Central Retinal Thickness
Mean OCT thickness within the central ETDRS region decreased from 371 μm (SD ± 91) at visit 1 to 278.50 μm after the first injection (at 1 month; SD ± 21; P = .013) and was 285 μm at visit 13 (1 month after the 12th injection; SD ± 25; P = .074). Central OCT thickness increased slightly again to follow-up (at 15-16 months; 306 μm, SD ± 33; P = .182 compared to visit 1). Subretinal fluid generally disappeared after the first 1 to 3 injections, whereas intraretinal cystoid changes persisted in some patients throughout the study ( Figure 2 ). Outer retinal changes evident by deposition of subretinal and intraretinal material and disruption and loss of normal retinal OCT band configuration remained stable with only slight intra-individual changes over time.

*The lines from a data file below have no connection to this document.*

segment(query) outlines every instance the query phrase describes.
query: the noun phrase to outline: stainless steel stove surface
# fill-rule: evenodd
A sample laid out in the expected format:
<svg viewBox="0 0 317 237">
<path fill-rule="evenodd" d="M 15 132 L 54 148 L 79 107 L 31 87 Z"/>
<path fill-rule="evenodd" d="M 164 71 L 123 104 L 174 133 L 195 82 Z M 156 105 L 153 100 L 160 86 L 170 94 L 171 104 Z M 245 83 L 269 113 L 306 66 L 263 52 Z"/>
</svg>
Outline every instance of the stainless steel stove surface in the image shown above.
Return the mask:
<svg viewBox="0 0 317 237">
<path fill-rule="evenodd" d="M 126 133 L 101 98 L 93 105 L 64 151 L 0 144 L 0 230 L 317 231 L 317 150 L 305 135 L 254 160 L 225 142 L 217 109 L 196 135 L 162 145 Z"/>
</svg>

Breaks in the Bruch membrane corresponding to clinically visibly angioid streaks showed no obvious progression during the observation period.
Central Visual Field Testing (microperimetry)
All patients had preexisting absolute scotomas in the area of central atrophic or fibrotic changes and 2 patients had a reproducible generalized reduction of central retinal light increment sensitivity (LIS). Overall, retinal LIS improved over the course of the study from a mean of 6.6 dB (SD ± 5.9) of all tested points at baseline to 7.4 dB (SD ± 6.2; P < .001) until last follow-up. Improvements were located in areas corresponding to active CNVs on FA and slight reductions of LIS in areas adjacent to atrophic or fibrotic changes seen on funduscopy, color photography, and FAF (examples in Figure 3 ).